Mais il s’arrête une minute pour redire les choses un peu différemment : « nous savons que, par un seul homme, le péché est entré dans le monde, et ainsi, la mort est passée en tous les hommes, étant donné que tous ont péché ». Ce qui vient en premier, c’est le péché, la mort n’en est que la conséquence. Ce n’est pas parce que l’homme a une vie limitée qu’il est nécessairement pécheur. C’est l’inverse.
Les anciennes traductions, prises à la Vulgate de saint Jérôme, donnait « parce qu’en lui (en Adam) tous ont péchés ». Il faut reconnaître que c’est un peu plus clair que ce que nous avons (« étant donné que tous ont péché ») et ça a surtout le mérite de montrer l’inclusion en Adam de toute l’humanité pécheresse. Bien sûr, le péché est un acte personnel, mais pour Dieu l’humanité forme un tout, comme une famille.
Poursuivons : « avant la loi de Moïse, le péché était déjà dans le monde, mais le péché ne peut être imputé à personne tant qu’il n’y a pas de loi. Pourtant, depuis Adam jusqu’à Moïse, la mort a établi son règne, même sur ceux qui n’avaient pas péché par une transgression semblable à celle d’Adam ».
Saint Paul se fait à lui-même l’objection qui pourrait être la nôtre : si le mal réside dans la non-obéissance à la volonté du Seigneur, il faut que cette volonté soit d’une façon ou d’une autre explicite. Pour Adam, elle l’avait été dans le commandement qu’il avait entendu dans l’Eden, de ne pas manger le fruit de l’arbre de la connaissance du bien et du mal, alors qu’il pouvait manger de tous les autres.
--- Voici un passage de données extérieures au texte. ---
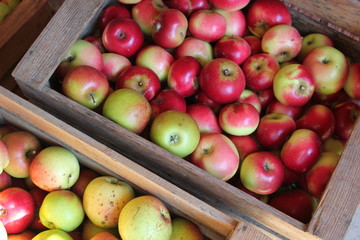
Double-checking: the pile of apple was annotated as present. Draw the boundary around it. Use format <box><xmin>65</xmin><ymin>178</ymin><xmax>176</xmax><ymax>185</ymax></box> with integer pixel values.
<box><xmin>0</xmin><ymin>125</ymin><xmax>204</xmax><ymax>240</ymax></box>
<box><xmin>55</xmin><ymin>0</ymin><xmax>360</xmax><ymax>223</ymax></box>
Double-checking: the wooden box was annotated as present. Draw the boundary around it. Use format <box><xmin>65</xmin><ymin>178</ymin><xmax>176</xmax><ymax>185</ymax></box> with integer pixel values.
<box><xmin>13</xmin><ymin>0</ymin><xmax>360</xmax><ymax>240</ymax></box>
<box><xmin>0</xmin><ymin>86</ymin><xmax>278</xmax><ymax>240</ymax></box>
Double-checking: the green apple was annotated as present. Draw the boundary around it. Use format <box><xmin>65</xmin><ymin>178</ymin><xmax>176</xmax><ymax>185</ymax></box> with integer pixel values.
<box><xmin>30</xmin><ymin>146</ymin><xmax>80</xmax><ymax>192</ymax></box>
<box><xmin>83</xmin><ymin>176</ymin><xmax>135</xmax><ymax>228</ymax></box>
<box><xmin>39</xmin><ymin>190</ymin><xmax>85</xmax><ymax>232</ymax></box>
<box><xmin>118</xmin><ymin>195</ymin><xmax>172</xmax><ymax>240</ymax></box>
<box><xmin>32</xmin><ymin>229</ymin><xmax>73</xmax><ymax>240</ymax></box>
<box><xmin>102</xmin><ymin>88</ymin><xmax>151</xmax><ymax>134</ymax></box>
<box><xmin>150</xmin><ymin>110</ymin><xmax>200</xmax><ymax>158</ymax></box>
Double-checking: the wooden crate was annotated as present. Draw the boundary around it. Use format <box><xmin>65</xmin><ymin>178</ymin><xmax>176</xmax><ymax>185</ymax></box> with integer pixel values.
<box><xmin>0</xmin><ymin>87</ymin><xmax>273</xmax><ymax>240</ymax></box>
<box><xmin>13</xmin><ymin>0</ymin><xmax>360</xmax><ymax>240</ymax></box>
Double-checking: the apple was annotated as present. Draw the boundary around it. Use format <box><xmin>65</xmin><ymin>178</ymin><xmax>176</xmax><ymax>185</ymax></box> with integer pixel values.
<box><xmin>344</xmin><ymin>62</ymin><xmax>360</xmax><ymax>100</ymax></box>
<box><xmin>32</xmin><ymin>229</ymin><xmax>73</xmax><ymax>240</ymax></box>
<box><xmin>174</xmin><ymin>36</ymin><xmax>214</xmax><ymax>66</ymax></box>
<box><xmin>296</xmin><ymin>33</ymin><xmax>334</xmax><ymax>62</ymax></box>
<box><xmin>1</xmin><ymin>131</ymin><xmax>42</xmax><ymax>178</ymax></box>
<box><xmin>261</xmin><ymin>24</ymin><xmax>302</xmax><ymax>63</ymax></box>
<box><xmin>118</xmin><ymin>195</ymin><xmax>172</xmax><ymax>240</ymax></box>
<box><xmin>102</xmin><ymin>88</ymin><xmax>151</xmax><ymax>134</ymax></box>
<box><xmin>101</xmin><ymin>53</ymin><xmax>131</xmax><ymax>82</ymax></box>
<box><xmin>240</xmin><ymin>151</ymin><xmax>284</xmax><ymax>195</ymax></box>
<box><xmin>273</xmin><ymin>64</ymin><xmax>316</xmax><ymax>107</ymax></box>
<box><xmin>296</xmin><ymin>104</ymin><xmax>335</xmax><ymax>141</ymax></box>
<box><xmin>98</xmin><ymin>4</ymin><xmax>131</xmax><ymax>32</ymax></box>
<box><xmin>151</xmin><ymin>8</ymin><xmax>188</xmax><ymax>48</ymax></box>
<box><xmin>246</xmin><ymin>0</ymin><xmax>292</xmax><ymax>38</ymax></box>
<box><xmin>186</xmin><ymin>103</ymin><xmax>222</xmax><ymax>134</ymax></box>
<box><xmin>56</xmin><ymin>39</ymin><xmax>104</xmax><ymax>78</ymax></box>
<box><xmin>150</xmin><ymin>89</ymin><xmax>187</xmax><ymax>120</ymax></box>
<box><xmin>241</xmin><ymin>53</ymin><xmax>280</xmax><ymax>92</ymax></box>
<box><xmin>280</xmin><ymin>129</ymin><xmax>322</xmax><ymax>173</ymax></box>
<box><xmin>115</xmin><ymin>66</ymin><xmax>161</xmax><ymax>101</ymax></box>
<box><xmin>269</xmin><ymin>189</ymin><xmax>316</xmax><ymax>224</ymax></box>
<box><xmin>83</xmin><ymin>176</ymin><xmax>135</xmax><ymax>228</ymax></box>
<box><xmin>169</xmin><ymin>217</ymin><xmax>204</xmax><ymax>240</ymax></box>
<box><xmin>199</xmin><ymin>58</ymin><xmax>245</xmax><ymax>104</ymax></box>
<box><xmin>332</xmin><ymin>101</ymin><xmax>360</xmax><ymax>141</ymax></box>
<box><xmin>255</xmin><ymin>113</ymin><xmax>296</xmax><ymax>149</ymax></box>
<box><xmin>131</xmin><ymin>0</ymin><xmax>168</xmax><ymax>36</ymax></box>
<box><xmin>61</xmin><ymin>65</ymin><xmax>110</xmax><ymax>109</ymax></box>
<box><xmin>135</xmin><ymin>44</ymin><xmax>175</xmax><ymax>82</ymax></box>
<box><xmin>102</xmin><ymin>18</ymin><xmax>144</xmax><ymax>57</ymax></box>
<box><xmin>189</xmin><ymin>133</ymin><xmax>240</xmax><ymax>181</ymax></box>
<box><xmin>0</xmin><ymin>187</ymin><xmax>35</xmax><ymax>234</ymax></box>
<box><xmin>218</xmin><ymin>102</ymin><xmax>260</xmax><ymax>136</ymax></box>
<box><xmin>150</xmin><ymin>110</ymin><xmax>200</xmax><ymax>158</ymax></box>
<box><xmin>214</xmin><ymin>36</ymin><xmax>251</xmax><ymax>65</ymax></box>
<box><xmin>188</xmin><ymin>9</ymin><xmax>226</xmax><ymax>42</ymax></box>
<box><xmin>214</xmin><ymin>8</ymin><xmax>246</xmax><ymax>37</ymax></box>
<box><xmin>167</xmin><ymin>56</ymin><xmax>202</xmax><ymax>97</ymax></box>
<box><xmin>303</xmin><ymin>46</ymin><xmax>349</xmax><ymax>95</ymax></box>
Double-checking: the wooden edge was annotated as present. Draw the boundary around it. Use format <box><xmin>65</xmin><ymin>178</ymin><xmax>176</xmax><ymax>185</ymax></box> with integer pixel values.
<box><xmin>0</xmin><ymin>87</ymin><xmax>237</xmax><ymax>236</ymax></box>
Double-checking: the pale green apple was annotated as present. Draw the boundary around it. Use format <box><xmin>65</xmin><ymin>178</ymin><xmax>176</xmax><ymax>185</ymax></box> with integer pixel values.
<box><xmin>83</xmin><ymin>176</ymin><xmax>135</xmax><ymax>228</ymax></box>
<box><xmin>118</xmin><ymin>195</ymin><xmax>172</xmax><ymax>240</ymax></box>
<box><xmin>30</xmin><ymin>146</ymin><xmax>80</xmax><ymax>191</ymax></box>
Ensuite il y a aura la Loi reçue par Moïse sur le mont Sinaï et transmise au peuple d’Israël. Mais entre les deux ? Paul n’explicite rien, mais il est évident que, pour lui, cette loi existait, sinon Dieu en toute justice ne pourrait rien reprocher à l’homme. C’est ce qu’’on appellera la Loi naturelle inscrite dans les cœurs et dont l’Epitre aux Romains (2,14-15) a déjà parlé : « quand des païens, n’ayant pas la Loi, se tiennent lieu de loi à eux-mêmes ; ils montrent que ce que la Loi ordonne est écrit dans leurs cœurs ». Malheureusement, cela ne va pas très loin : il ne suffit pas de savoir pour faire.
La situation de l’homme est donc bien celle que l’Apôtre Paul décrit quand il dit que Dieu a « enfermé tous les hommes dans la désobéissance (c.a.d. qu’il leur a enlevé toute illusion de pouvoir s‘en sortir par eux-mêmes) pour pouvoir faire miséricorde à tous ». Moyennant le Christ, évidemment (Romains 11,32, cf. Galates 3,22).